Behler dragged a ragged T-shirt from the box and used it to wipe off a dictionary and a thesaurus before he piled them onto the desk. A mahogany gavel with a brass plaque came out of the box next. He gave them a loving rub up and said, “I happen to know that you have a private security license.”
In Michigan, a detective license comes with a security license attached, like a conjoined twin. It doubles the license fees, and if the state police pull your detective ticket, you can’t hang around to bedevil them as a security operator.

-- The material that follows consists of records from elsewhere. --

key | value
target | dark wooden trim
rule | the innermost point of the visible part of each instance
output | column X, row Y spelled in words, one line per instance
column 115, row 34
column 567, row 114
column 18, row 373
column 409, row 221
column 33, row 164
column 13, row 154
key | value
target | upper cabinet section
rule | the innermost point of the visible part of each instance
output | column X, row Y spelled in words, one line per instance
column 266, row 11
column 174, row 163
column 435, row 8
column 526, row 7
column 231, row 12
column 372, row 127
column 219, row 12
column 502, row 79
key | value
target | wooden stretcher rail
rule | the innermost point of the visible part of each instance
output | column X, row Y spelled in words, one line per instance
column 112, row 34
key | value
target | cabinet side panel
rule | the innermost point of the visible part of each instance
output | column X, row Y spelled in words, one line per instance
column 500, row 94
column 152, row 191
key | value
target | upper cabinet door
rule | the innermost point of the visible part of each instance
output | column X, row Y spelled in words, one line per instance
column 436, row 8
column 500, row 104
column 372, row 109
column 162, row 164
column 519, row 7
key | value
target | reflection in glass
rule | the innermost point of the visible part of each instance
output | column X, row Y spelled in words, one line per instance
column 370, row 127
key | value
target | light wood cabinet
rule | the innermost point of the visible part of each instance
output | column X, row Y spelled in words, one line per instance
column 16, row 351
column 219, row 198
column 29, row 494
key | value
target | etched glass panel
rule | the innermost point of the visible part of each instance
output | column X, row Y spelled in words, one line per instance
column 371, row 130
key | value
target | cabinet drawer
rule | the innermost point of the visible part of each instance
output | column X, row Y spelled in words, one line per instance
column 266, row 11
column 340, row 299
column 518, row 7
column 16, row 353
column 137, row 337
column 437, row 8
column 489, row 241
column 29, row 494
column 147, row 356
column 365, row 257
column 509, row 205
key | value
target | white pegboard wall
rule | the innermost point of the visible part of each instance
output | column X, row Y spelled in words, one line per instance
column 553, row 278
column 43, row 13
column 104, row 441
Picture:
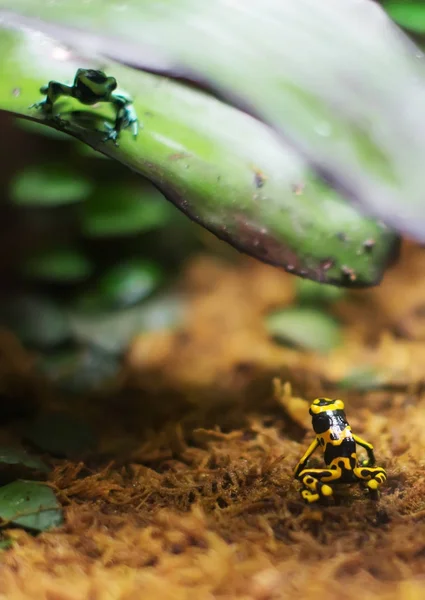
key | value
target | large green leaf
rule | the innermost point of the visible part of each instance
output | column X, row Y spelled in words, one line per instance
column 223, row 168
column 335, row 78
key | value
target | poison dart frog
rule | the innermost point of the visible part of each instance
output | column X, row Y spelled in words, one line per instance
column 90, row 87
column 338, row 443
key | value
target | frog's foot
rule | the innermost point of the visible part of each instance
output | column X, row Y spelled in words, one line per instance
column 373, row 478
column 62, row 123
column 313, row 489
column 43, row 105
column 134, row 125
column 113, row 134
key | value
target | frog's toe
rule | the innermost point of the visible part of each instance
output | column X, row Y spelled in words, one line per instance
column 326, row 490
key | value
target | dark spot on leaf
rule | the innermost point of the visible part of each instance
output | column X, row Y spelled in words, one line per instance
column 349, row 273
column 368, row 245
column 259, row 179
column 179, row 156
column 327, row 264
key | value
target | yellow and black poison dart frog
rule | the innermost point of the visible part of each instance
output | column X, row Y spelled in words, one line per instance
column 90, row 87
column 338, row 443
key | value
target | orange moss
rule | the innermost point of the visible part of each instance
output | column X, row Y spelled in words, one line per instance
column 191, row 493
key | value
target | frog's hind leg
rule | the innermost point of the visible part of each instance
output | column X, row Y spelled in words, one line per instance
column 373, row 477
column 315, row 483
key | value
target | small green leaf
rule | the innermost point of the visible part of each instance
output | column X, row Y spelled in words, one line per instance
column 49, row 185
column 409, row 14
column 15, row 463
column 31, row 505
column 362, row 378
column 80, row 371
column 39, row 129
column 311, row 292
column 61, row 434
column 305, row 328
column 61, row 265
column 121, row 210
column 128, row 283
column 35, row 320
column 113, row 330
column 18, row 456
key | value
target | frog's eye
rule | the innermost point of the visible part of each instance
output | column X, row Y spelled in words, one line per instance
column 111, row 83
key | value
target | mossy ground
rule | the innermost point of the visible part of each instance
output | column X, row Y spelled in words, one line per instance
column 190, row 493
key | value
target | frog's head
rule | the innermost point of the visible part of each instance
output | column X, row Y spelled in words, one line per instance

“I guess you’ve done your homework,” I said and watched a hint of the fox morph onto Behler’s basset hound countenance.
“I have my sources,” he said.
“What’s the gavel?”
“I’m a past president of the Suburban Rotary Club.”
“Meets at the Beltline Bar?” I asked.
“Familiar?”
“Fantastic wet burritos,” I said. “Saw the Rotary plaque in the lobby. Ryan Kope belongs to that chapter, doesn’t he?”
Behler blinked and talked into the box. “Yeah, he’s the president this year.” Glancing up from the box, Behler filtered, “Sorry to hold you up,” through a saccharine face.
“Hey, you bought four hours, and the coffee here is better than at your studio.”
“Chet makes the coffee.”
“Chet’s a dangerous man,” I said.
Robby, the cameraman, walked in with a tan trench coat draped over a black gym bag.
“Art Hardin, Robby Richards,” said Behler. “Robby will be rolling tape for us today.”
Robby took my offered hand for a quick shake.